This question applies calculus and numerical methods to analyze a tunnel’s cross-section. Derivatives, maximum height, and area estimation are calculated using a cubic model.

(a) The cross-sectional view of a tunnel is shown on the axes below. The line \( [AB] \) represents a vertical wall located at the left side of the tunnel.
The height, in metres, of the tunnel above the horizontal ground is modelled by \( y = -0.1x^3 + 0.8x^2 \), \( 2 \leq x \leq 8 \), relative to an origin \( O \).
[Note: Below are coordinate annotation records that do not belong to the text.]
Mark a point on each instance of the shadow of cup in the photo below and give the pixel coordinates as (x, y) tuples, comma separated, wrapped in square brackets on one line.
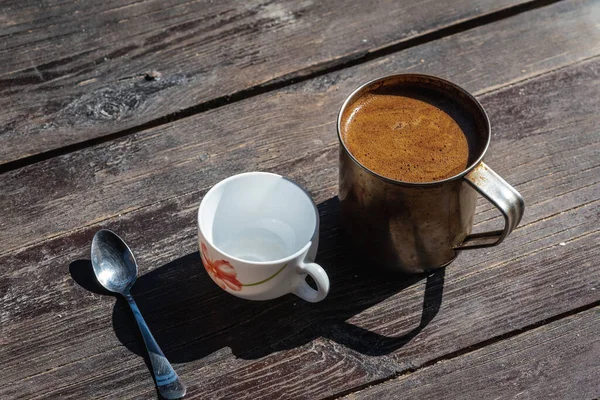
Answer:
[(191, 317)]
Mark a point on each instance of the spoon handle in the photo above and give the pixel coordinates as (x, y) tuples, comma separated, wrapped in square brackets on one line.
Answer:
[(168, 383)]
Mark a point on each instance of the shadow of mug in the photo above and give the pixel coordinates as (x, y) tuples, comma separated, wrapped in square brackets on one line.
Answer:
[(192, 318)]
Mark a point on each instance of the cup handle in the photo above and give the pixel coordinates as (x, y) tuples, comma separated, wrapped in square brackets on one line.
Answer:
[(304, 291), (503, 196)]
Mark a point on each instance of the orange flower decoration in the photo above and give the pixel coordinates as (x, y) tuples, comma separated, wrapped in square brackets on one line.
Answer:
[(221, 271)]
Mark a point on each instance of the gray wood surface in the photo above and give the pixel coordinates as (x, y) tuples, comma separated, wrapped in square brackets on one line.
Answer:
[(72, 71), (555, 361), (290, 131), (67, 340)]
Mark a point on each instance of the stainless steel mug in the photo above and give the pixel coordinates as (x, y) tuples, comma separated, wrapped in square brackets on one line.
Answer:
[(417, 227)]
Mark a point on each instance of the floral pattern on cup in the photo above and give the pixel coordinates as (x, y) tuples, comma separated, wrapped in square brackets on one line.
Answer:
[(221, 271), (224, 274)]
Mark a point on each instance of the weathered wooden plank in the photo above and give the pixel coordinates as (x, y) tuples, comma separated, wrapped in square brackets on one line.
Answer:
[(287, 131), (369, 328), (560, 360), (73, 71)]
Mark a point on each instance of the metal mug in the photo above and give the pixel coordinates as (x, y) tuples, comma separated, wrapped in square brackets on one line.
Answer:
[(416, 227)]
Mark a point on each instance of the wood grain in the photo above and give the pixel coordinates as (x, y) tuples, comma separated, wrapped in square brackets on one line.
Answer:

Point \( A \) has coordinates \( (2, 0) \), point \( B \) has coordinates \( (2, 2.4) \), and point \( C \) has coordinates \( (8, 0) \).
(i) Find \( \frac{dy}{dx} \).
(ii) Hence find the maximum height of the tunnel.

(b) Find the height of the tunnel when
(i) \( x = 4 \).
(ii) \( x = 6 \).

(c) Use the trapezoidal rule, with three intervals, to estimate the cross-sectional area of the tunnel.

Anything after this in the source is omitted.